La famille d’Andréis est d’origine fort ancienne. Augustin-Marie après ses études secondaires entra au séminaire et fut ordonné prêtre en 1907. Il fut aussitôt nommé dans une importante paroisse de Nice à forte dominante populaire.
En 1911, l’abbé d’Andréis ayant eu connaissance de la création de « boys scouts » en France (Les Éclaireurs de France) se documenta sur la question et eut l’idée de créer dans son patronage une section « d’Éclaireurs catholiques » en pensant que la méthode pouvait devenir un moyen encore plus motivant pour les jeunes dont il s’occupait.
Dès le premier trimestre de cette année 1911, avec les autorisations ecclésiastiques nécessaires, l’abbé d’Andréis fondait la première troupe d’éclaireurs catholiques pouvant se targuer d’une filiation directe avec le scoutisme de Baden Powell.
A l’origine du scoutisme catholique
A cet égard, on peut dire que bien longtemps avant le chanoine Cornette, le Père Sevin ou Edouard de Macédo (les trois co-fondateurs officiels des Scouts de France), l’abbé d’Andréis fut le premier à créer en France une forme de scoutisme catholique. Certes, il existait encore des différences avec les principes de B.P., cependant on y retrouva très rapidement une « loi » en 12 articles, un serment de fidélité à Dieu et son pays, inspirés du livre du capitaine Royet, et un uniforme qui se rapprochera vite de celui des boys scouts de l’époque. S’appuyant sur les grands patronages de la ville de Nice et même ceux des environs, l’abbé d’Andréis constitua des « sections » en leur sein. Chacune de ces sections comprenait huit garçons recrutés dans le même quartier, souvent la même école et le même patronage. Sous la conduite d’un chef, chaque unité se regroupait obligatoirement dans son patronage d’origine. Avec plusieurs sections on constituait une troupe.

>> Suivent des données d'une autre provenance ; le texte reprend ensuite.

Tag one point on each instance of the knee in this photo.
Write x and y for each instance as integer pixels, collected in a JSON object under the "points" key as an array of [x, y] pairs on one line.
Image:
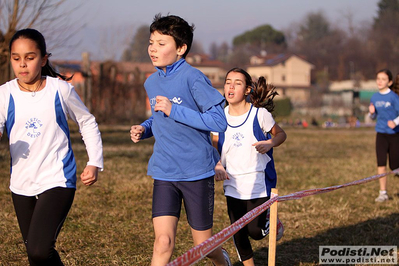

Fondation des Eclaireurs des Alpes
L’intérêt des garçons qui bientôt se mua en véritable enthousiasme fut tel que les troupes se multiplièrent à Pauliani gagnant les patronages de St. Pierre, de N.D. du Port, de St. Joseph. L’abbé d’Andréis s’organisa alors rapidement en donnant d’abord un nom à ce nouveau mouvement baptisé les « Eclaireurs des Alpes ». Toujours muni des permissions supérieures, indispensables dans l’Eglise, il structura l’ensemble à la façon de l’époque et dans un style très para-militaire. Ainsi les troupes d’un même département formait un « régiment » sous la conduite d’un « général ». Chaque troupe et chaque régiment gardait son drapeau confié aux soins d’une troupe centrale, siège du gouvernement comprenant, outre ce général, les chefs de troupes et les aumôniers-directeurs.
L’uniforme, dès lors, consista en une casquette alpine, une chemise de type militaire, une cravate aux couleurs de chaque patronage, très vite remplacée par un foulard, une culotte noire flottante tenue, soit par une ceinture en tissu également noir, soit par un ceinturon de cuir fauve ! Au dessus des chaussures de marche on devait enrouler des bandes moletières... . L’ensemble se complétait d’un sifflet, d’un couteau et d’un bâton.
Le programme des Éclaireurs des Alpes se rapportait surtout à la technique. Il comprenait l’envoi de signaux par un télégraphe à monter soi-même, ou au sifflet. Il fallait connaître et utiliser les nœuds, savoir dresser une tente, suivre une piste, pouvoir faire une cuisine simple, porter secours aux blessés, avoir de bons rudiments d’hygiène et apprendre les premiers rudiments de botanique et de zoologie.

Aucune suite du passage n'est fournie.